De Beleidslijn kust is tot stand gekomen met medewerking van en na overleg met de
overheden zoals vertegenwoordigd in het Landelijk Bestuurlijk Overleg
Hoogwaterbescherming: provincies, gemeenten en waterschappen. Afzonderlijke
gemeenten, provincies, waterschappen, de koepelorganisaties, het Expertisenetwerk
Waterkeren en het Overlegorgaan Water en Noordzee hebben in een consultatieronde
gereageerd op een concept van de beleidslijn. V&W en VROM zullen de
communicatie over de beleidslijn faciliteren, in samenwerking met provincies,
gemeenten en waterschappen.
De Beleidslijn kust gaat uit van bestaand rijksbeleid. Nieuwe ontwikkelingen op
nationaal of Europees niveau kunnen in de toekomst leiden tot bijstelling van
nationaal beleid. Niettemin hechten wij aan verheldering van het huidige rijksbeleid.
Indien besluitvorming zal leiden tot nieuw nationaal beleid voor de kust, dan zal dat
op termijn ook leiden tot bijstelling van deze beleidslijn.
Hoogachtend,
DE STAATSSECRETARIS VAN VERKEER EN WATERSTAAT,
Mw. J.C. Huizinga-Heringa
DE MINISTER VAN VOLKSHUISVESTING,
RUIMTELIJKE ORDENING EN MILIEUBEHEER,
dr. Jacqueline Cramer
---
DGW/WG 2007/1160
UITWERKING bij de Beleidsbrief
Leeswijzer
Deze Uitwerking behandelt achtereenvolgens de volgende onderwerpen:
· het toepassingsgebied (paragraaf 1);
· de status van de beleidslijn (paragraaf 2);
· het rijksbeleid voor de kust (paragraaf 3);
· rollen en verantwoordelijkheden van de overheden in de kust bij beoordeling van
ingrepen en activiteiten (paragraaf 4);
· mogelijkheden voor bestuurlijke afstemming (paragraaf 5);
· een kader vanuit waterveiligheid. De hierin gegeven handreiking maakt
onderscheid in bebouwd gebied en onbebouwd gebied en beschrijft aan welk
type ingrepen het bevoegd gezag medewerking kan verlenen. De paragraaf sluit af
met voorwaarden (paragraaf 6);
· kansen voor innovatie (paragraaf 7).
De Toelichting geeft uitleg over een aantal onderwerpen en volgt daarbij de opbouw
van deze Uitwerking.
---
DGW/WG 2007/1160
1. Toepassingsgebied van de Beleidslijn kust geografische afbakening
Deze beleidslijn is van toepassing in het kustfundament en de primaire waterkeringen
van de Waddenzee en de Eems-Dollard (zie figuur 1).
Figuur 1: Toepassingsgebied Beleidslijn kust - schematisch.
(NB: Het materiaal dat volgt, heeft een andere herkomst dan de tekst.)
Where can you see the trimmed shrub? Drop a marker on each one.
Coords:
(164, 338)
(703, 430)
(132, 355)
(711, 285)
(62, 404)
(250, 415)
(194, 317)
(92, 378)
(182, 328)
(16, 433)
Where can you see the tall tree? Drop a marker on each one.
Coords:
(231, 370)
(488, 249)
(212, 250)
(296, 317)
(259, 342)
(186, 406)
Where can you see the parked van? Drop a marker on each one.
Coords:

Het kustfundament bestaat uit het geheel van kustzee, strand, zeedijken, dammen en
duingebied. In het kustfundament liggen kustplaatsen, havens, industriegebieden,
natuurgebieden en waardevolle landschappen.
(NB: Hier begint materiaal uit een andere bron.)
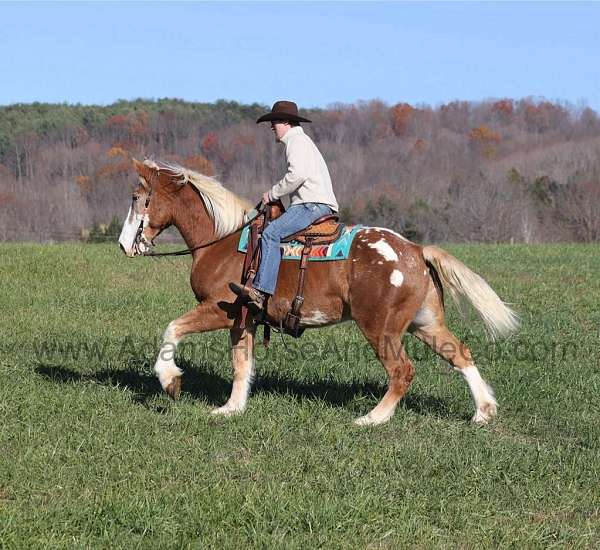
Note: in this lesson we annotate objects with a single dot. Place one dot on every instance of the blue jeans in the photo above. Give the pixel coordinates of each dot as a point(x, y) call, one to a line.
point(295, 218)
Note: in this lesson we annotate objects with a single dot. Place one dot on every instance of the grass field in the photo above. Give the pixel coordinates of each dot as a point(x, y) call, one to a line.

De Nota Ruimte begrenst het kustfundament in de richting dwars op de kust:
· de zeewaartse grens bestaat uit de doorgaande -20meter NAP-lijn (20 meter
onder Normaal Amsterdams Peil);
· aan de landzijde omvat het kustfundament alle duingebieden en de
zeekeringen (ook harde). De landwaartse grens valt bij smalle duinen en dijken
---
DGW/WG 2007/1160
samen met de grens van de waterkering inclusief de ruimtereservering voor
tweehonderd jaar zeespiegelstijging. Daar waar de duinen breder zijn dan de
waterkering hoort het hele duingebied bij het kustfundament. In de praktijk
valt de begrenzing dan samen met de grenzen van Natuurbeschermingswet-
gebieden, de Ecologische Hoofdstructuur en de Natura 2000 gebieden (Vogel-
en Habitatrichtlijngebieden). Zie figuur 2 voor de weergave van een smal resp.
breed kustfundament.
De provincies en gemeenten leggen cf. de Nota Ruimte de landwaartse begrenzing
van het kustfundament vast in streek- en bestemmingsplannen in overleg met onder
meer de beheerders van de zeeweringen. Diverse provincies en gemeenten hebben
deze actie inmiddels vormgegeven. Het rijk verzoekt het IPO en de VNG deze actie
waar nodig te faciliteren.
Het rijksbeleid voor het kustfundament is niet van toepassing op de Westerschelde,
Waddenzee en de Eems-Dollard. Het ruimtelijk beleid voor de Waddenzee (en de
Eems-Dollard) is aangegeven in de PKB Derde Nota Waddenzee. De primaire
waterkeringen in/langs het PKB-gebied horen niet bij het kustfundament. Voor díe
waterkeringen is de Beleidslijn kust alleen relevant voor de reservering van ruimte voor
de toekomstige versterking van de waterkering, rekening houdend met 200 jaar
zeespiegelstijging). De beleidslijn en de PKB Derde Nota Waddenzee overlappen elkaar
in het zeewaartse deel van de waterkering. Bij conflicten is het afwegingskader uit de
PKB bepalend, dus zwaarder dan deze beleidslijn.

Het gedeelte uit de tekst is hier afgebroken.